User:Jengod/Ogden L. Mills
Ogden Livingston Mills (August 23, 1884–October 11, 1937) was an American businessman and politician.
The son of Ogden and Ruth T. (Livingston) Mills and grandson of Darius O. Mills, who bequeathed to his son a fortune in excess of $40 million amassed in banking, railroad and mining ventures on the Pacific Coast, Odgen Jr. was born in Newport, Rhode Island and attended the public schools. He graduated Harvard University in 1904 and Harvard Law School in 1907. He became a lawyer in New York in 1908.
He was a delegate to the Republican National Conventions in 1912, 1916, and 1920.
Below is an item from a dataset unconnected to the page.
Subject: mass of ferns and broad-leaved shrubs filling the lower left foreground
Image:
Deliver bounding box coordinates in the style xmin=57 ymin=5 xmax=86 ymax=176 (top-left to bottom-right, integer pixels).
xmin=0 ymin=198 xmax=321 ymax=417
He served in the New York Senate from 1914 until 1917, when he resigned to enlist in the United States Army, and served with the rank of captain until the close of the First World War
He was president of the New York State Tax Association and a businessman until he was elected as a Republican to the 67th, 68th and 69th Congress from New York's 17th District, serving from 1921 to 1927. He married Mrs. Dorothy Randolph Fell in 1924.
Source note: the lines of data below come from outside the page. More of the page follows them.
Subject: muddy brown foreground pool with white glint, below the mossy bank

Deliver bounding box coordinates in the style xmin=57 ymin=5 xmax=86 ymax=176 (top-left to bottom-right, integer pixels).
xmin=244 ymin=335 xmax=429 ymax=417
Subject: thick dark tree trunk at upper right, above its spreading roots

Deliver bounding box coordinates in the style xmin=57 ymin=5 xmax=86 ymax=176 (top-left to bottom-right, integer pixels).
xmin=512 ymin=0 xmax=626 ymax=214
He was appointed by President Calvin Coolidge Undersecretary of the Treasury to Secretary Andrew W. Mellon and served from 1927 until 1932 when he was appointed United States Treasury Secretary by Herbert Hoover upon Mellon's resignation to serve as U.S. Ambassador to the Court of St. James. Mills served until March 3, 1933.
After leaving the Treasury Department, Mills was highly critical of FDR's New Deal policies. He continued to be active in business, and published his views in two books, What of Tomorrow in 1935 and The Seventeen Million in 1937. The latter was his attempt to provide guidance for those who voted against the New Deal in 1936.
He was director of such large corporations as the Lackawanna Steel Company, the Atcheson, Topeka, and Santa Fe Railroad, Mergenthaler Linotype Company, the Shredded Wheat Company, et al.
He died in New York city and is interred in St. James Churchyard, Hyde Park, New York.